Unless visited by natural disaster or by heavy war or hunting losses, the average clan numbered twenty to twenty-five male warriors, fifty to sixty clanswomen-archers (both maiden-archers and matron-archers) and as many as a dozen prairiecats of fighting age. Children, both male and female. over the age of thirteen summers were counted among the warriors or the archers and were considered to be of marriageable age at fourteen, for all that few males wed before eighteen or twenty.
A chief might have three or even four wives, plus a slave concubine or two, but the average clansman had no more than one wife at a time and was considered well-to-do if he could support a second wife or a concubine.
Horseclansfolk loved children and produced as many as possible, for their life was unremittingly hard and they well knew that half or fewer of their children would survive to an age to sire or bear another generation.
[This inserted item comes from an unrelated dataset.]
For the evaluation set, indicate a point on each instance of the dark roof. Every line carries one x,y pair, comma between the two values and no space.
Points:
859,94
All of the children born into a clan were born free, no matter the status of their mothers at their birthings; moreover, all grew up as equals, save only that no son of a concubine could become chief of his birth clan unless his mother first was freed and formally adopted into that clan.
Compared to other times and peoples, the lives of the Horseclansfolk were harsh in the extreme, from birth to death. Perhaps one of each ten babes born into a Kindred clan would survive long enough to see the birth of a grandchild, but it had been ever so. since the time of the Sacred Ancestors; and simply because only the very toughest—physically, mentally, emotionally—ever lived long enough to themselves breed, Horseclansfolk were born with a great tolerance for adversity and privation. To outsiders, the image of the Kindred was of a grim, stoic, humorless, savagely fearsome people; but among themselves, they were anything but products of this mold, being warm-natured, merry, frequently quite emotional.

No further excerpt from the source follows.